Cumhuriyet’in 100. yılını kutladığımız bugünlerde laik cumhuriyetçilerin iktisadi dünya görüşü nedir diye durup tekrar bir düşündüm. Bunun “devletçilik” olduğuna karar verdim. İşin ilginç yanı, laikliği esas almasından dolayı Atatürk’ün kurduğu cumhuriyeti sevmeyenlerin iktisadi dünya görüşü nedir diye de düşündüm. Yine devletçilik olduğuna karar verdim. Mademki; tüm milletimizin zihnindeki iktisadi “fallback pozisyonu” devletçiliktir, (yani ekonomik sorunları çözemeyince çareyi burada aramaktadır) öyleyse devletçilik denen bu kavramı irdelemekte fayda vardır. Devletçilik, “Ülkenin iktisaden hızla kalkınması ve/veya dar ve sabit gelirli yurttaşların hayat pahalılığı altında ezilmemesi için, devletin ülke ekonomisinde hem “malik müteşebbis” hem de “düzenleyici ve denetleyici” olarak rol almasını” gerekli gören ideolojidir. Ama bu tanımda gözden kaçmaması gereken çok önemli bir ayrıntı var. Devletçilik, kapitalist daha doğru tabiriyle piyasa ekonomisinin türevidir. Sosyalizme (komünizme) giden yolda bir ara durak değildir. Çünkü devletçilikte, fertlerin tek başlarına veya ortaklarıyla birlikte “sermaye sahibi” olma (üretim araçlarına sahip olma) hakkını ortadan kaldırma fikri yoktur.
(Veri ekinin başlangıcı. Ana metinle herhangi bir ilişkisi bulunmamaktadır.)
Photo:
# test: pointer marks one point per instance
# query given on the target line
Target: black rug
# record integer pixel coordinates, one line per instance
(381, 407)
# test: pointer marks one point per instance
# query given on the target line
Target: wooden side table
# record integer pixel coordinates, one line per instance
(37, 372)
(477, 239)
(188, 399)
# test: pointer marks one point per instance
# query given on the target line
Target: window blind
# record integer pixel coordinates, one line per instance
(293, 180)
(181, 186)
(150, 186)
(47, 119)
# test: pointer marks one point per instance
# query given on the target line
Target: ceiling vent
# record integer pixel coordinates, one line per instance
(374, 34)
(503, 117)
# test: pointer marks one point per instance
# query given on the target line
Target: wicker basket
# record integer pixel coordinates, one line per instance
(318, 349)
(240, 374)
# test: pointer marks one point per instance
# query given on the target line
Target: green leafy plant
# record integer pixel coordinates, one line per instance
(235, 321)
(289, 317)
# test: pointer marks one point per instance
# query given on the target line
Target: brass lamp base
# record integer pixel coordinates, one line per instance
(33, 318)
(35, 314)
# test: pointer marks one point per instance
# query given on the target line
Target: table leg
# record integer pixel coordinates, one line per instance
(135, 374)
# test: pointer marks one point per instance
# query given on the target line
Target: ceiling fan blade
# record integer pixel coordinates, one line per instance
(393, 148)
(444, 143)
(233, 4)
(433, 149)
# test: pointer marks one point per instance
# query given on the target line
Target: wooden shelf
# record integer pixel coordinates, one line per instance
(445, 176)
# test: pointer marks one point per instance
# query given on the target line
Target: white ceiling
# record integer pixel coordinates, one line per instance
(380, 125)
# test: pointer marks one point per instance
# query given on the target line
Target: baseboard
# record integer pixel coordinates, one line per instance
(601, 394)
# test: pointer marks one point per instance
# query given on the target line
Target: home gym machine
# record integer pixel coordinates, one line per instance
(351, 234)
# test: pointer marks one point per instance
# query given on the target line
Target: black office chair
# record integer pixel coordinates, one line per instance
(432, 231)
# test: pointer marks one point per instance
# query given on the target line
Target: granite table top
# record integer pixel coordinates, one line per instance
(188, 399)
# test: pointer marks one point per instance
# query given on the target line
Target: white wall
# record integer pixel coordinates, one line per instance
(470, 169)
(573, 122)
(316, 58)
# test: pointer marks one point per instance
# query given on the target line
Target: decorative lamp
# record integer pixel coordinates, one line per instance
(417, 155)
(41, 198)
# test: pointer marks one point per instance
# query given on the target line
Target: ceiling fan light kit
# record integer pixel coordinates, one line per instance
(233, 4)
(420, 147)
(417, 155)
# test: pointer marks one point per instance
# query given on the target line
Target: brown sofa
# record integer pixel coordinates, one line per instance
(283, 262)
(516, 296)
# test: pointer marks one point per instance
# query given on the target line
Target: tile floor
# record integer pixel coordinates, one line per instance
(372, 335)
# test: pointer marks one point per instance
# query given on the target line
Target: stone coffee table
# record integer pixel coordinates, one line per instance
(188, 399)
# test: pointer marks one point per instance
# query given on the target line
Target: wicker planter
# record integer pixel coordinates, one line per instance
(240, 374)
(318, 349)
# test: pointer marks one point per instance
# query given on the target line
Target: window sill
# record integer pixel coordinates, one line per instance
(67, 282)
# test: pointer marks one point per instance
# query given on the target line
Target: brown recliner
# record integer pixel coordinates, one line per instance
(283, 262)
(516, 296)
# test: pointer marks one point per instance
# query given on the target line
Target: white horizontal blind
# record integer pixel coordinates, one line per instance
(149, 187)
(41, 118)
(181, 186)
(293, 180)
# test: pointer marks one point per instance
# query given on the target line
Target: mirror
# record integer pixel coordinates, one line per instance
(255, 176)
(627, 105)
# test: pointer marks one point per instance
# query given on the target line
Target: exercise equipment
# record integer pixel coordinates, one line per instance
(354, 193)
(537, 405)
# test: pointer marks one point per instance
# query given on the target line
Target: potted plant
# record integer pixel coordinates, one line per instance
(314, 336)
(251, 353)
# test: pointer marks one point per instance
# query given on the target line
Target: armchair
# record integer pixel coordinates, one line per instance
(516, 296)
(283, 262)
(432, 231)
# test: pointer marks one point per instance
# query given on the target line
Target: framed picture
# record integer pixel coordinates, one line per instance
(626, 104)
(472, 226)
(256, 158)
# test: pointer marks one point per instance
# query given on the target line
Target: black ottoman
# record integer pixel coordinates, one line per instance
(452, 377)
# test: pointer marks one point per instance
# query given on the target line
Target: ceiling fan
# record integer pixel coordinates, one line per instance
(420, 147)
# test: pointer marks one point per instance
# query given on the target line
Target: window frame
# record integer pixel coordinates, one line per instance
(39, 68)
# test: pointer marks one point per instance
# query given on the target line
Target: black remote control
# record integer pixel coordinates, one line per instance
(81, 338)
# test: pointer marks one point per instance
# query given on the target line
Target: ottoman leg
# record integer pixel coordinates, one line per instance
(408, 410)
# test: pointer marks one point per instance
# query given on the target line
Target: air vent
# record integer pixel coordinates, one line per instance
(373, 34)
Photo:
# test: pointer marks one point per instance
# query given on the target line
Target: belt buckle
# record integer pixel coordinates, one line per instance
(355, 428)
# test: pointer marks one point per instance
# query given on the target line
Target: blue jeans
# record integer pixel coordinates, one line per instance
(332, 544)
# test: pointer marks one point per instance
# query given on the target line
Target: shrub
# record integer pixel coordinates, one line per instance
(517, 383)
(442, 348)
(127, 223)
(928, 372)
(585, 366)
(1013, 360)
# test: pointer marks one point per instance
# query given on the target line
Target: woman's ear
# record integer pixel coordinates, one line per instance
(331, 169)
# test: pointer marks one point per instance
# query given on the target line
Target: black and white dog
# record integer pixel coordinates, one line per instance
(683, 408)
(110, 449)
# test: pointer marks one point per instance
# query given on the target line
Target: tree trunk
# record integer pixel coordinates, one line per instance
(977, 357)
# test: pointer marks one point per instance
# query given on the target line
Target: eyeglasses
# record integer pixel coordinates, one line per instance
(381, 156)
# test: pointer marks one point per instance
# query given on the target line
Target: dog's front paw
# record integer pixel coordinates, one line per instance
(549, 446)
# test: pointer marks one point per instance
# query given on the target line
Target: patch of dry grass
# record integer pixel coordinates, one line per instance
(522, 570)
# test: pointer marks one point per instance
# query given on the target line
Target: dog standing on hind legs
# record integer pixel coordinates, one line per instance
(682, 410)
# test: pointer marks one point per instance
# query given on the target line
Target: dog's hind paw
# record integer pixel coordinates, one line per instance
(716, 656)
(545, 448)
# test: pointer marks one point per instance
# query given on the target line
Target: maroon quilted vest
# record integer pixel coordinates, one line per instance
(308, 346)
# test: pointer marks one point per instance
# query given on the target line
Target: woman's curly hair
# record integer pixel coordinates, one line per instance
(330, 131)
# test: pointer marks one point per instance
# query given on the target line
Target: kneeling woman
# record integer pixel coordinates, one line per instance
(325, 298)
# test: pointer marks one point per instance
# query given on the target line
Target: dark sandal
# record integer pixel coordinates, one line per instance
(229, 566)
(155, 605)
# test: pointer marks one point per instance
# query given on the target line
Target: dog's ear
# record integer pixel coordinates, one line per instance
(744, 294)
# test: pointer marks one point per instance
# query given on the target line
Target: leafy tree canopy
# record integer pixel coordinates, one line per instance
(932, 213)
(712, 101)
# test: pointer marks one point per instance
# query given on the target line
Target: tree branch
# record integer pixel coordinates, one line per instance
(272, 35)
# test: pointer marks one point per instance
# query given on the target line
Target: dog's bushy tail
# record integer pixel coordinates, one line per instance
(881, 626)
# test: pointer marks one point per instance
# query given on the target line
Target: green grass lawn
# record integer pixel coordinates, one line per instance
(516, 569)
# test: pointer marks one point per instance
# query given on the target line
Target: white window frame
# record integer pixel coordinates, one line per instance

ATATÜRK’ÜN DEVLETÇİLİK TANIMI

1937’de Anayasa’ya giren devletçilik ilkesi, Atatürk tarafından da 1930’da şöyle tanımlanmıştır: “Bizim izlenmesini uygun bulduğumuz -ılımlı devletçilik-ilkesi, bütün üretim ve dağıtım araçlarının bireylerden alarak, milleti büsbütün başka esaslar içinde düzenleme amacı taşıyan ve özel ve bireysel iktisadi girişim ve faaliyete meydan bırakmayan, sosyalizm prensibine dayalı kolektivizm, komünizm gibi bir sistem değildir.” Zaten 1923’te toplanan İzmir İktisat Kongresi’nde de iktisadi kalkınmanın “şahsi teşebbüs” esas alınarak gerçekleşeceği kabul edilmişti. Bizim devletçiliğimiz, şahısların yapmaya gücünün yetmediği büyük sanayi yatırımlarını önce devletin yapması ve bunları şartlar olgunlaşınca özel girişimcilere devretmesini öngörmüştür. Ülkemizde devletçilik 1980 yılına kadar özellikle Ecevit döneminde kapsamı genişleyerek devam etmiştir. Ancak 1980’den sonra dünyayı saran neoliberalizm akımı ve küreselleşmeyle birlikte devletin ekonomideki etkinliği azalmaya başlanmıştır.

KARMA EKONOMİ

Devletçi kapitalist sistemin diğer adı “karma ekonomi”dir. 2. Dünya Harbi’nden sonra ortaya şöyle bir sav atılmıştı. Karma ekonomiler sürekli olamaz. Bunlar zaman içinde tasfiye olacaktır. Yani ya tam devletçi (sosyalist) ya da tam piyasacı (kapitalist) hale dönüşecektir. Çünkü karma ekonominin teorisi yoktur. Teori olmadan, pratik de olmaz. Değişim rüzgarları önce soldan sonra sağdan esti. 1989 Berlin Duvarı’nın yıkılması ve 1991 Gorbaçov’un istifasıyla Sovyetler Birliği’nin dağılması, bir bakıma bu savı doğruladı. Yani tüm ekonomiler “serbest piyasa sistemine” diğer bir değişle “görünmez el”in idaresi altına girdi. Tabii en büyük olay Komünist Çin’in tek partili komünist rejimini değiştirmeden (belki de o sayede) yaman bir kapitalist ekonomiye dönüşüp “dünya ağır sıklet ekonomi şampiyonu” olmasıydı. Ancak ülke ekonomilerine yakından bakınca bunların hepsinin aynı dozda olmamakla birlikte “karma ekonomi” sisteminde buluştuğunu görüyoruz. Atatürk strateji seçiminde yine haklı çıktı. Ancak,

SON SÖZ: Devletçilik, devlet eliyle yandaş zengin etmek değildir.